In a recent pilot study, Artificial intelligence (AI) has demonstrated its potential to track the origins of apparel waste, holding fashion brands accountable for their products’ end-of-life phases.
Conducted by Avfall Norge, a Norwegian organisation representing over 200 waste management and recycling companies, the study took place. Over two weeks, these students analyzed 3,024 pieces of textile waste from various Norwegian municipalities. Utilising AI and machine learning (ML) through a Targeted Producer Responsibility analysis, they successfully identified clothing from 708 different brands.
This development coincides with the UK Fashion and Textiles Association’s announcement of a £ 4 million project aimed at creating an automated sorting and pre-processing plant for waste textiles.

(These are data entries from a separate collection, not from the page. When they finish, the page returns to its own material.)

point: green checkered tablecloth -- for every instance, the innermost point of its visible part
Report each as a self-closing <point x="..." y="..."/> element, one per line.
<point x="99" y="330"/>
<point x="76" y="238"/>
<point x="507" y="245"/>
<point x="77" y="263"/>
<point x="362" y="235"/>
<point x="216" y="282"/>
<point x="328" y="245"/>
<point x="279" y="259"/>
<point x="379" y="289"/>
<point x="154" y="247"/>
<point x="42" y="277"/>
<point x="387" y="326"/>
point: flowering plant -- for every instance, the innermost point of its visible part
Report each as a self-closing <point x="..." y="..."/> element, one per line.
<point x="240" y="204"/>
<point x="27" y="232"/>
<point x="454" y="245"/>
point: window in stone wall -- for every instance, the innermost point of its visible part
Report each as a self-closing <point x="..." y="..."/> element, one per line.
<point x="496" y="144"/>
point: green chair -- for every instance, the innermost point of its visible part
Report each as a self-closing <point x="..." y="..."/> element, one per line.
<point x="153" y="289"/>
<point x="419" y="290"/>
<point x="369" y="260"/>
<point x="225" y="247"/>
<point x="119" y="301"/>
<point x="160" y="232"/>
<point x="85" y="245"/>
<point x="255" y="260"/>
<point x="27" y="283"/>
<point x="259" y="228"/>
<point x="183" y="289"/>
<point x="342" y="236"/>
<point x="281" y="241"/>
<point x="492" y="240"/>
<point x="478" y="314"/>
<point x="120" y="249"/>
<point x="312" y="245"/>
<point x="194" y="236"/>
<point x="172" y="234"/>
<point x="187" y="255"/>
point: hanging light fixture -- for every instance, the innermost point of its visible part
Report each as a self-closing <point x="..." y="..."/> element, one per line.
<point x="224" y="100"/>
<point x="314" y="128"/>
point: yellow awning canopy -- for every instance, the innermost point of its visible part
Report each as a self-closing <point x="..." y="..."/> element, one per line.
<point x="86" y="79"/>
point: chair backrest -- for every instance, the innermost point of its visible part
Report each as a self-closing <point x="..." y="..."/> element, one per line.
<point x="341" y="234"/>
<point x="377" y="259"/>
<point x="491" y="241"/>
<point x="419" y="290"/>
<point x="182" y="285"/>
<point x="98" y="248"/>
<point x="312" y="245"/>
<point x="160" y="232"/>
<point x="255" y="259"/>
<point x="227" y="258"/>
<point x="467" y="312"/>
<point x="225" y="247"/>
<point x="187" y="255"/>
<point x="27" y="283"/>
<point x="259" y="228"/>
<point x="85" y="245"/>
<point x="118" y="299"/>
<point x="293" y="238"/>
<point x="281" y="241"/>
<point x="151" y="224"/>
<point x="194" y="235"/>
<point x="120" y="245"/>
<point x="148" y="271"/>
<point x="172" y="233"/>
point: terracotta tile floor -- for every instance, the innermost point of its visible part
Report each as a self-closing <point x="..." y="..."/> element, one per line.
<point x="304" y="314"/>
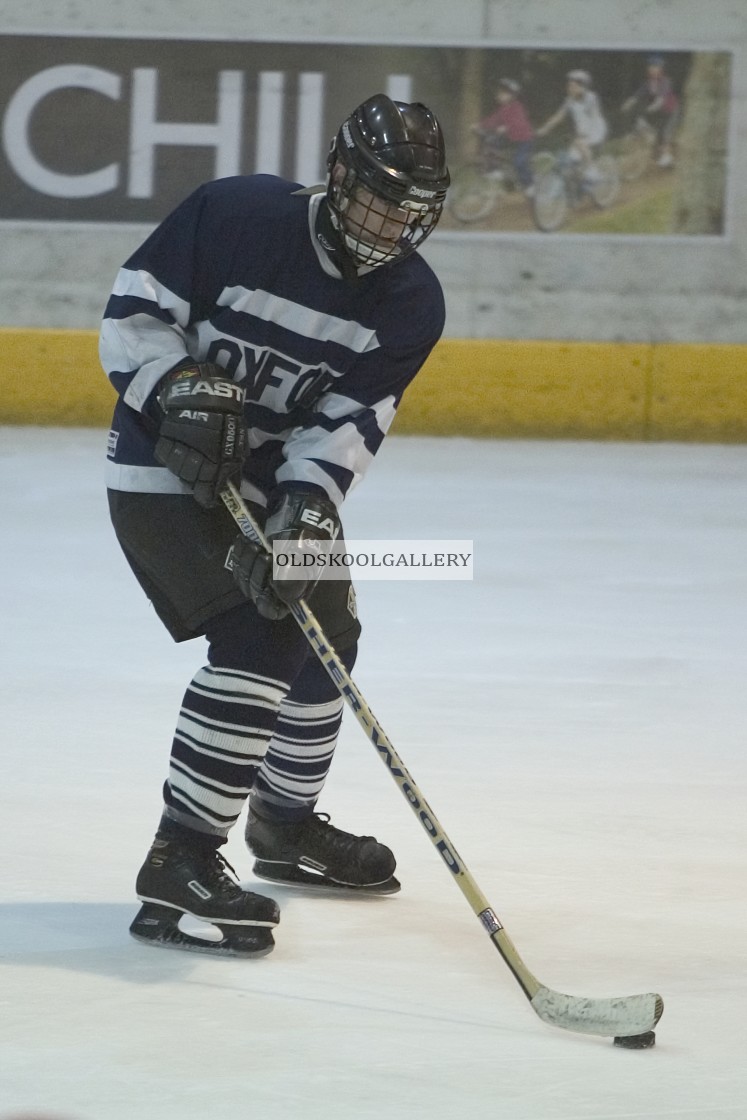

The study revealed that the AI tool could easily identify the brand of the garment in 84.78 per cent of cases. This valuable information can be used to establish feedback channels with brands, potentially encouraging more sustainable production practices. Beyond brand identification, the analysis provided insights into the composition of the textile fibres, garment age, country of production, and potential for reuse. The AI and ML tools relied on product labels to track each brand’s labelling system. Data gathered through AI, has the potential to automate the sorting and recycling of apparel waste, setting the stage for strategies and policies that target waste reduction at its source and address the unchecked growth of fast fashion.